Garotinho manda punir cambistas do bandejão

A venda ilegal de senhas para garantir lugar na fila do Restaurante Popular Betinho, onde três mil refeições são servidas diriamente ao preço de R$ 1, levou o secretário estadual de Segurança Pública, coronel Josias Quintal, até a Central do Brasil, no centro, onde fica o bandejão. De acordo com denúncias, há um mês, 15 pessoas têm vendido as senhas por R$ 2, triplicando o custo da refeição. O governador Anthony Garotinho (PSB) ordenou a prisão dos cambistas e, a partir de hoje, as senhas não serão mais distribuídas. Há gente que chega ao local de madrugada. As distribuição de 600 senhas começava quando a refeição número 2.400 era servida. Agora, um funcionário fará a contagem das pessoas e impedirá que mais gente entre na fila. "A senha passou a ser uma moeda.

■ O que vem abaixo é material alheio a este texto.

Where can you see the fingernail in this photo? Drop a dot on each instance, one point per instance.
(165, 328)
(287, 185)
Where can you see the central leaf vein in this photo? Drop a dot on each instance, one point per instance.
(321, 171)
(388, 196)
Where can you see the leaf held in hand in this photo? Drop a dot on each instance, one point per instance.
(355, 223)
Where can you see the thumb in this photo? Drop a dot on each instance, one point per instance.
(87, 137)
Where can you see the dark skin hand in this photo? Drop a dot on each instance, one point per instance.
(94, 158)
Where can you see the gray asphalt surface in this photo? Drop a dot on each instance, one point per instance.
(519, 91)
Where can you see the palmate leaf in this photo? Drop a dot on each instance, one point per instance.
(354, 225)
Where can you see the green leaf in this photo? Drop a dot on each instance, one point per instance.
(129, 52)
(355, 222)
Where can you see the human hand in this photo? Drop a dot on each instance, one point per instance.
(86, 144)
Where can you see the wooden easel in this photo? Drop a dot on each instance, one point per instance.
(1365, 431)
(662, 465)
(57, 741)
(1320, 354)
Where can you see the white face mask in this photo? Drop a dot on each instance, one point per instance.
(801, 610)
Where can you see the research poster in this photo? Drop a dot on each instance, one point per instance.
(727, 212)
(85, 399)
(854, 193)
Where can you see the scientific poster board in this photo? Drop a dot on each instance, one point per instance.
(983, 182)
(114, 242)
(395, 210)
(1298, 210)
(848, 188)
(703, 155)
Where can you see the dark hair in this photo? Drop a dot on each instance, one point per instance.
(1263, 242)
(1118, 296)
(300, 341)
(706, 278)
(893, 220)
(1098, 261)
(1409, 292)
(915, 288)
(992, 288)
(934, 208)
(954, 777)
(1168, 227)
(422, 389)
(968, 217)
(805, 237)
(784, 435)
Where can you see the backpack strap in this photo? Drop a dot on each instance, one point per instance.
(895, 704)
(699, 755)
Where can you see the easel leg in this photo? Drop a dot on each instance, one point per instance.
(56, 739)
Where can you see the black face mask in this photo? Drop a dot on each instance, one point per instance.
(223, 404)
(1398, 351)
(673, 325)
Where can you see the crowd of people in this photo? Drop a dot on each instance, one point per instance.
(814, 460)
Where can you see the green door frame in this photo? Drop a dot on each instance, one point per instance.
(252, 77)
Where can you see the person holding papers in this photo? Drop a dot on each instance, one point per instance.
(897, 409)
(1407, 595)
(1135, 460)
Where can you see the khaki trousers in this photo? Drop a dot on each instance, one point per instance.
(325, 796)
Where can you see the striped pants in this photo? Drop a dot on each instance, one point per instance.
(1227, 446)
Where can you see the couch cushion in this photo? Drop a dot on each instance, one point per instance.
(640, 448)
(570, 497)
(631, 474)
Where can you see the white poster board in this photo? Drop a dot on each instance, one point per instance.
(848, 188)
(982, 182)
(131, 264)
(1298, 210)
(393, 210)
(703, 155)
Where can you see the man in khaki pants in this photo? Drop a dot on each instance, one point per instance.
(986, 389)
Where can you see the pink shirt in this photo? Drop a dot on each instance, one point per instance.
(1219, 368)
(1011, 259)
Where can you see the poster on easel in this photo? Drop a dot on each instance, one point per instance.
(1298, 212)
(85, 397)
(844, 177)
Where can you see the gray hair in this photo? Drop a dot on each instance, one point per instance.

Mas com certeza só aconteceu uma vez", garantiu o subsecretário estadual de Ação Social e Cidadania, Ricardo Bittar. Além dessa medida, o policiamento será reforçado na área.Em seu segundo dia como cliente do restaurante popular, o camelô Manoel dos Santos, de 52 anos, foi preparado para encarar a fila. Pelos seus cálculos, o tempo de espera é de uma hora. Sentado em sua cadeira de praia, ele se distraía com um livro e um rádio. "Ontem, eu me cansei. Mas é a única opção, lá fora a gente paga até pra beber água", argumentou. O camelô disse não saber nada sobre a ação de cambistas. "Nunca vi nada disso". Acomodada em uma das cadeiras que são colocadas à disposição das pessoas acima de 65 anos, que têm direito a uma fila especial e entram no restaurante uma hora antes dos demais, assim como as gestantes e deficientes, a aposentada Diva da Silva, de 75 anos, também disse ignorar a ilegalidade. "Já vim diversas vezes e nunca vi. Tô doida pra chegar a minha vez, é ruim de eu dar o lugar pra alguém", disse, em tom de brincadeira. O motorista de ônibus Luís Ferreira de Brito, de 49, afirmou que costuma almoçar no local praticamente todos os dias. Assim como os outros, ele nunca foi vítima dos cambistas. Brito considera razoável a espera de cerca de uma hora por uma refeição completa. "Ainda mais com esse preço. Com R$ 5 dá pra almoçar a semana inteira". Responsável pelo controle da fila, o segurança Carlos Antônio, afirma que a situação denunciada pela imprensa foi um caso isolado. "Quando isso acontece, a gente identifica as pessoas e retira da fila", afirmou.